Dia mengakui realisasi investasi terbilang cukup rendah, terutama untuk investasi eksplorasi. Dalam WP&B target investasi eksplorasi adalah US$ 0,87 miliar dan yang realiasi hanya US$ 0,18 miliar. Rendahnya investasi eksplorasi salah satunya disebabkan kondisi keuangan Kontraktor Kontrak Kerja Sama (KKKS).

“Mesti realistis. Dari sekian banyak WK eksplorasi, mayoritas ternyata KKKS kelas dhuafa, jadi kalau diharapkan investasinya besar ya susah juga,” papar Amien.

Hingga sekarang dari 255 WK migas yang tercatat sebanyak 87 WK merupakan WK eksploitasi dan 119 WK eksplorasi. Meski begitu, SKK Migas berupaya untuk membantu KKKS yang memiliki komitmen tinggi dalam berinvestasi.

Amien mencontohkan jika ada KKKS yang sudah masuk waktu habis masa kontrak maka SKK Migas akan mendorong perpanjangan kontrak. Ini agar KKKS tersebut segera melanjutkan eksplorasinya.

“Misalnya mereka betul-betul sudah menunjukkan proses pengadaan rig, kemudian juga menunjukkan kesediaan dana, nah ini dibantu perpanjangan supaya uang untuk eksplorasinya bisa direalisasikan. Ini dibantu SKK Migas,” ungkap Amien.

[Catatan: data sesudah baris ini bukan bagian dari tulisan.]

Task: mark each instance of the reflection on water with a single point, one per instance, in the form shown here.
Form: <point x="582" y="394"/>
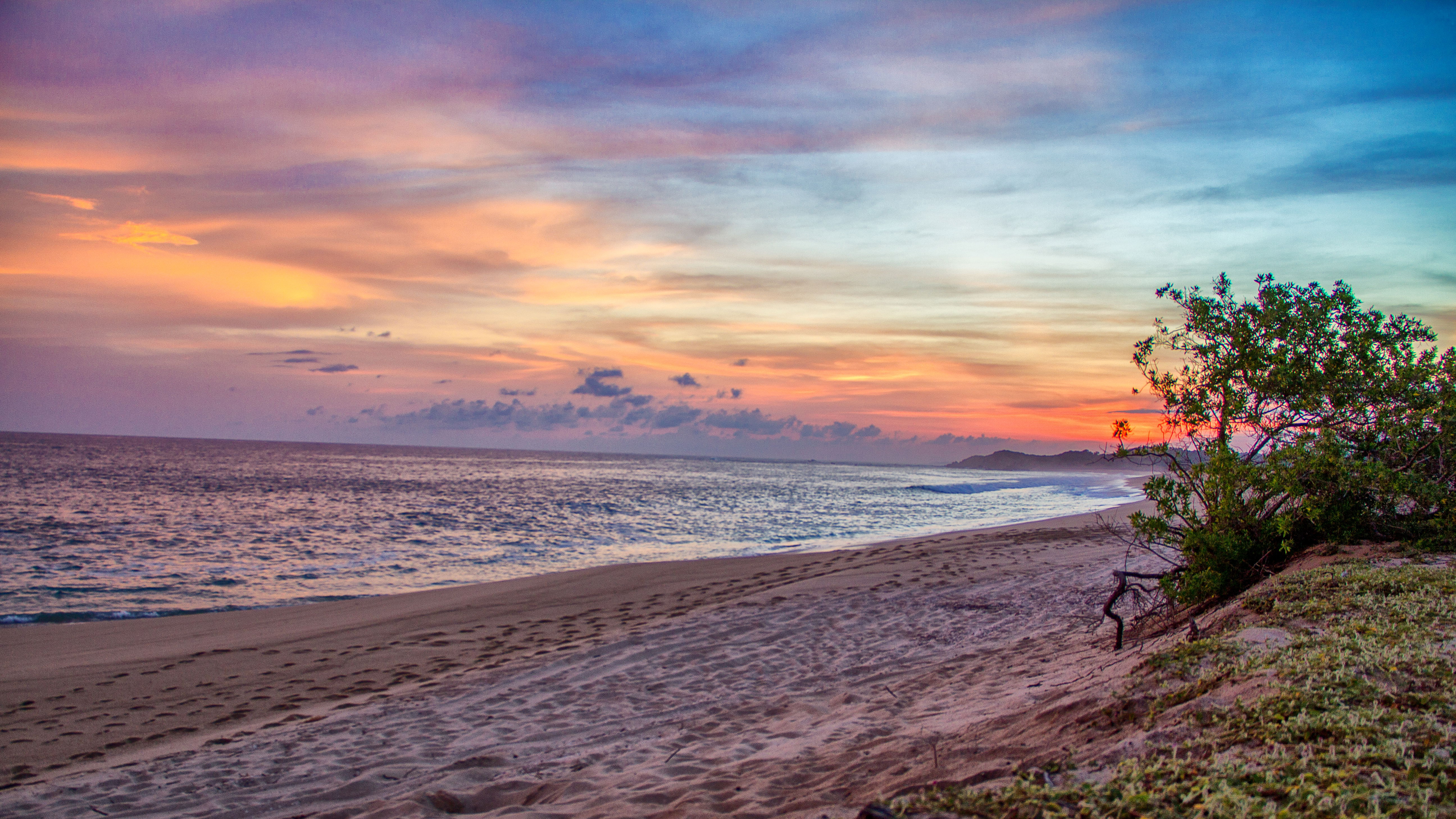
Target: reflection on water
<point x="97" y="527"/>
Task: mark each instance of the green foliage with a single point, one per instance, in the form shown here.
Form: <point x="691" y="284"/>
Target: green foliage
<point x="1362" y="719"/>
<point x="1292" y="419"/>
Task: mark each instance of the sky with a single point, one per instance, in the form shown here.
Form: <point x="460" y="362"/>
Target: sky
<point x="895" y="232"/>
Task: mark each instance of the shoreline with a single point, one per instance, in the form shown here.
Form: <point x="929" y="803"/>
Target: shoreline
<point x="120" y="693"/>
<point x="95" y="617"/>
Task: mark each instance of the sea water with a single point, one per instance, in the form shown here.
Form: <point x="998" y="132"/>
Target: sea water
<point x="101" y="527"/>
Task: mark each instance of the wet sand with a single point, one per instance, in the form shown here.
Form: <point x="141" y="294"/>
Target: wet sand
<point x="800" y="684"/>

Sukandar, Wakil Kepala SKK Migas, mengatakan masih lesunya investasi pada tahun lalu masih terdampak akan harga minyak dunia. Pada awal tahun harga minyak dunia belum menunjukkan tanda-tanda perbaikan. Perbaikan terhadap harga minyak baru dirasakan menjelang pergantian tahun ini, karena itu tidak terlalu berdampak pada investasi yang dilakukan para pelaku usaha.

“Hari ini harga minyak WTI sudah kira-kira US$60 per barel. Bagi investor ini upside. Jadi tentu spending money untuk eksplorasi sangat tergantung dengan harga minyak,” kata dia.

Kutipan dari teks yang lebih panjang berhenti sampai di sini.